Saints outside linebacker Junior Galette, however, insisted that he isn't worried about Harvin's presence, because he has so much faith in the way cornerback Keenan Lewis has performed against top receivers throughout this season. Lewis is expected to play Saturday, despite suffering a concussion last week.
"We have Keenan Lewis, who's been shutting guys down all year," Galette said. "So we probably won't see much of [Harvin]."
With or without Harvin, the Seahawks create some of the most unique challenges in the league for opposing defenses.
Quarterback Russell Wilson is elusive, and he is just as dangerous throwing outside of the pocket as he is running the ball -- a painful lesson the Saints learned time and time again in that first meeting, when he threw for 310 yards and three touchdowns, and ran eight times for 47 yards.
Meanwhile, the Seahawks also feature one of the league's most punishing runners in Marshawn Lynch, who breaks a ton of tackles and becomes even harder to stop once he reaches the second level of the defense (another painful lesson the Saints learned, this time during the infamous "BeastQuake" run in their Jan. 8, 2011, playoff meeting).

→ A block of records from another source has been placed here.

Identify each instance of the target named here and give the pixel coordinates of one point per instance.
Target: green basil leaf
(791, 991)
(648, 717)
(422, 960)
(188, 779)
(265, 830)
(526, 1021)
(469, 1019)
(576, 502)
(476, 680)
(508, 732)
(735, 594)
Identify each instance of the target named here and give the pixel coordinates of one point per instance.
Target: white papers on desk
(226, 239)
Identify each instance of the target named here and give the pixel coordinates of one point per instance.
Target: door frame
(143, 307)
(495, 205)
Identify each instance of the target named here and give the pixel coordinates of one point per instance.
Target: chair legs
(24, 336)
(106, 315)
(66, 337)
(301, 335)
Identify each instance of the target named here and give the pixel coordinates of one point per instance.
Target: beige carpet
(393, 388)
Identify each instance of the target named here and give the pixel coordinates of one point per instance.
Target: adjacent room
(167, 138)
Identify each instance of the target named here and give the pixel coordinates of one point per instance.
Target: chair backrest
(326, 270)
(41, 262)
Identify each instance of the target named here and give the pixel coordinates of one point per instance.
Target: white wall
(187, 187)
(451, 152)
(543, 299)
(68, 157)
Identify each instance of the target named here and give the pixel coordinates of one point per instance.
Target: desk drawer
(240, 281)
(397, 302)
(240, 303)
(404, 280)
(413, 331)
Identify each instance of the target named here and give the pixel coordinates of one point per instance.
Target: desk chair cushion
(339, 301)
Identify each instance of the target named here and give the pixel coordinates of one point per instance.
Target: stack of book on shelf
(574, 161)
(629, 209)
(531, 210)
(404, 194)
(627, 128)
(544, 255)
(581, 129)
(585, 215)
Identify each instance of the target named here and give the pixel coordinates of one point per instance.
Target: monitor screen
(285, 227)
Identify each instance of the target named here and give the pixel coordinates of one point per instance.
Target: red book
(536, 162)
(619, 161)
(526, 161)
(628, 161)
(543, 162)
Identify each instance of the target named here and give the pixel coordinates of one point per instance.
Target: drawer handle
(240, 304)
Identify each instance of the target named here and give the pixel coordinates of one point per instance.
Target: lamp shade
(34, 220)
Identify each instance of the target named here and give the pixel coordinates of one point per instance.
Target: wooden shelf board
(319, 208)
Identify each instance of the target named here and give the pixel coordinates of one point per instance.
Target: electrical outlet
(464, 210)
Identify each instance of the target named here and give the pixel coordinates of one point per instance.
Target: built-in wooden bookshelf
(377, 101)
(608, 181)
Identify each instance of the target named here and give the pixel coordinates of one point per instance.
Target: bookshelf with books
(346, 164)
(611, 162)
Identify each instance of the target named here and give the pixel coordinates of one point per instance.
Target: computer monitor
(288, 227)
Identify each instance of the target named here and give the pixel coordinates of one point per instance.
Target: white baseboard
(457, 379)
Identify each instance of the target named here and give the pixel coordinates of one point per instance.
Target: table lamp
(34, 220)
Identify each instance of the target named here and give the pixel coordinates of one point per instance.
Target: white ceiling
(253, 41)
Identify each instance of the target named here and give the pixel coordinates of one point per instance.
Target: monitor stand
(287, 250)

The Saints admittedly focused too much on containing Lynch in the first meeting this season. They did hold him to 45 yards on 16 carries, but they overreacted to him at times and made more discipline errors than they have in any other game this season. A lot of the Seahawks' big plays came off play-action fakes or when the Saints overpursued in the backfield.
"We had aggressively planned on attacking their run game, which we did for the most part," Ryan said. "But anything other than that, we did not execute very well.”
When asked what the Saints learned from that first meeting, Ryan said, "Pretty much everything."
"We really didn't play our style of game at all," Ryan said. "I think that's really the only game that I just don't think we were ourselves at all. Whatever it was, we made mental mistakes, we made fundamental mistakes, some technique things. We pride ourselves on playing the game the right way. I don't think we really did that.
"Obviously the execution of their quarterback was something to be seen. Hopefully he doesn't have that type of game against us again, or we're in big trouble."
Galette said the Saints did learn from those mistakes. He said it was a confidence boost for the Saints when they played much more disciplined and effective against the Carolina Panthers and quarterback Cam Newton in Weeks 14 and 16 (a 31-13 victory and a 17-13 loss).